ロッキー2

ロッキー2を見ていた。見たのはいつぶりだろう。子供の頃に何度も見た。映画的に名作と呼ばれるロッキー1よりも、子供だった僕はとりわけこの2が好きで、ロッキーが勝利する2のほうがわかりやすかった。今見ても、ありとあらゆるシーンを覚えていた。1のラストの試合後、入院から退院して、病院の前で全身ギプスの車イスの男性にサインをするシーン、雪が降る動物園の、虎の前でプロポーズするシーン、職安で「座ってやる仕事がしたい」と言うシーン、ポーリーが働いていた精肉工場に雇われるが、すぐに解雇されるシーン、家の地下でサンドバッグを叩くシーン、全部覚えている。

このサンドバッグのある自宅に憧れて、保育園を卒園するときにサンドバッグを買ってもらった。おもちゃではなく、スポーツ用品店で本物のサンドバッグとグローブ。当時はマンションに住んでいたから、サンドバッグを吊る場所なんてなかった。使うときは床に置いて、父親が支えていた。僕は4歳から空手をやっており、そのサンドバッグを叩いて、蹴って、転がしていた。後に、中学生の頃一戸建てに引っ越してからは、ガレージに念願のサンドバッグを吊るした。

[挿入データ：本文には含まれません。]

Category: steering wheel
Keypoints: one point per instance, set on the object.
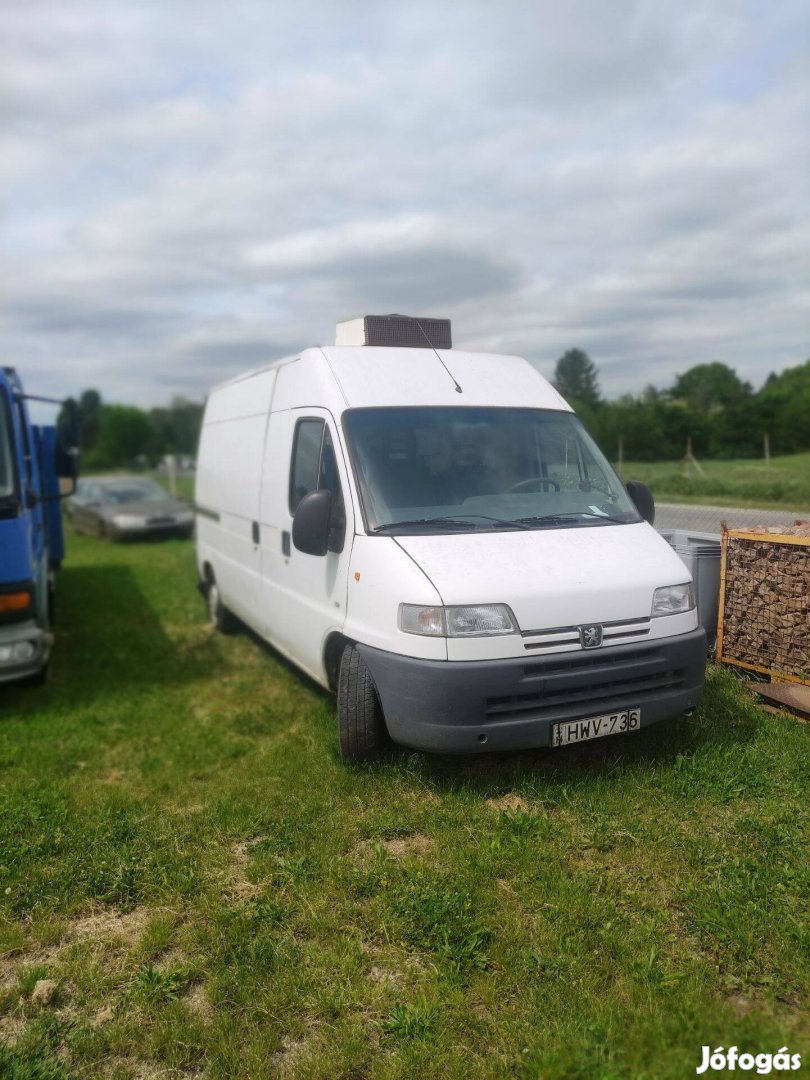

改めて見返して、ロッキーは周りからすごくバカにされる。コーチのミッキーからも、街のゴロツキと言われる。CMの仕事を受けたときは「字も読めないのか!」と罵られる。仕事を探しても「中卒で資格もなく、前科のある方は…」と片っ端から断れられる。ロッキーの普段の姿は、アメリカにおけるイタリア移民の家系の貧困と、社会から蔑まされる態度と、無学で無教養だけど、悪人にはなりきれない人間の日常を象徴している。